My parents have the Barclay card, I've got the RAK Bank card, no issues with either, but personally I am really happy with the RAK Bank card ... they always seem to have some deals going on ....




MMI said:


> Does anyone have any experience / comments with Barclays Premier Banking / Credit Cards?
> 
> I have been comparing some of the credit cards mentioned in this post and came up with the Barclay Premier Card as seeming like the best. I would, however, have to move my banking over to their savings account.
> 
> Major benefits that I would see with this would be:
> - Zero annual fee
> - 2.5% cashback on all purchases (looks like this can only be redeemed against airline tickets)
> - 10% cashback on dining
> - 10 airline lounge access passes
> 
> The next most attractive card that I saw was Rak Bank Titanium
> - No annnual fee and don't have to bank with them
> - 2% cashback on domesitc purchases (it is actually 1%-3% so I am taking the middle here)
> - 3% cashback on international purchases (it is actually 2%-4% so I am taking the middle again)
> - Couple of people mentioned that they have very good customer service


----------



## lxinuk

I've decided on NBD and have made two appointments with two people to meet me at work to open the account, none of which have showed up so Im still waiting to set the accounts up! 

Guess il have to stop being lazy and find a local branch! 

The NBD card has some kind of deal if you have kids in the GEMS network of schools!

Lx


----------



## EricaP

I thought I saw some posts from a few years ago that the Emirates Islamic Bank Skywards Platinum credit card does not charge a fee if there is a minimum spend and the full balance is paid each month. If that was accurate, is it still the case? What's the difference between the Platinum and Platinum Plus cards? Thanks in advance.


----------



## MRBXX

EricaP said:


> I thought I saw some posts from a few years ago that the Emirates Islamic Bank Skywards Platinum credit card does not charge a fee if there is a minimum spend and the full balance is paid each month. If that was accurate, is it still the case? What's the difference between the Platinum and Platinum Plus cards? Thanks in advance.

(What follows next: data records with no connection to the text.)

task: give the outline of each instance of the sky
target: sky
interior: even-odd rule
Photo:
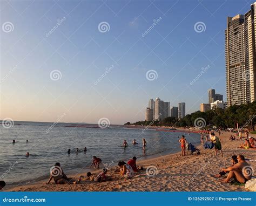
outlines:
[[[253,3],[1,0],[0,119],[123,124],[157,97],[186,114],[209,88],[226,100],[226,18]]]

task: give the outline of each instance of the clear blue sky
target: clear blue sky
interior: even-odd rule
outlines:
[[[0,119],[56,121],[65,113],[61,121],[105,117],[123,123],[144,120],[151,98],[171,106],[185,102],[187,114],[207,102],[210,88],[226,100],[226,17],[245,13],[252,3],[1,1]],[[110,26],[105,32],[98,29],[103,22]],[[198,32],[200,22],[205,31]],[[54,70],[61,73],[57,81]],[[151,70],[157,73],[152,81],[146,78]]]

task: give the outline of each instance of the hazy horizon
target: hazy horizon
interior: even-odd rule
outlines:
[[[0,119],[122,125],[157,97],[186,114],[209,88],[226,101],[226,18],[252,3],[1,1]]]

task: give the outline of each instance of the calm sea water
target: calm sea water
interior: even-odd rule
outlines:
[[[106,129],[66,127],[64,126],[69,124],[64,123],[58,123],[47,133],[52,123],[18,121],[15,123],[10,128],[4,128],[2,123],[0,126],[0,179],[8,184],[21,182],[24,184],[44,178],[56,162],[60,163],[66,174],[77,174],[89,171],[93,155],[100,157],[104,163],[114,162],[114,166],[118,161],[133,156],[144,158],[163,152],[176,153],[180,150],[178,136],[184,134],[150,129],[143,133],[142,129],[118,126]],[[193,144],[200,142],[198,134],[185,136]],[[142,147],[143,138],[147,143],[145,154]],[[138,143],[136,146],[132,145],[134,139]],[[15,144],[12,143],[14,139]],[[126,149],[122,147],[125,139],[129,144]],[[87,149],[86,153],[83,152],[84,147]],[[79,149],[78,153],[76,148]],[[67,152],[69,148],[70,155]],[[27,152],[30,154],[29,157],[25,156]]]

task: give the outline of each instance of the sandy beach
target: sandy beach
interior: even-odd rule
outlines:
[[[190,152],[186,152],[185,156],[181,156],[179,153],[137,162],[137,166],[143,166],[144,168],[153,166],[152,175],[147,175],[144,169],[137,173],[132,178],[125,180],[114,171],[117,168],[115,166],[109,169],[107,175],[113,179],[110,182],[96,183],[83,181],[78,184],[56,184],[52,182],[46,184],[45,180],[36,184],[18,186],[5,191],[246,191],[244,186],[223,183],[220,181],[221,178],[213,176],[219,172],[221,168],[231,164],[232,155],[242,154],[246,159],[256,160],[255,149],[237,149],[236,147],[241,142],[228,140],[231,134],[232,133],[223,132],[220,135],[223,157],[220,153],[216,156],[214,150],[205,149],[202,146],[199,146],[197,147],[201,150],[199,155],[195,153],[190,155]],[[255,176],[256,162],[248,161],[248,163],[254,168]],[[80,175],[71,177],[77,180]],[[85,174],[83,175],[85,175]]]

Ya,Emirates Islamic charges a set monthly fee for purchases as far as am aware and this will be refunded if you clear the balance every month. I have no idea about the difference between those cards sorry


----------



## EricaP

Thanks! Please ignore my separate post with the same question. 



MRBXX said:


> Ya,Emirates Islamic charges a set monthly fee for purchases as far as am aware and this will be refunded if you clear the balance every month. I have no idea about the difference between those cards sorry


----------



## falconlyeo

Up to now, I got my debit card. I still could not issue a credit card. I am amazed at the speed.


----------



## Malbec

Barclays Edge looks quite generous with 2.5% unlimited cashback and 10% dining cashback (although limited to max AED 300). Their card look horrible though. RAK bank cashback offer is not bad, although one has to keep in mind the spending tiers.

Is Emirates Skywards Infinite the only card that comes with Skywards Silver status?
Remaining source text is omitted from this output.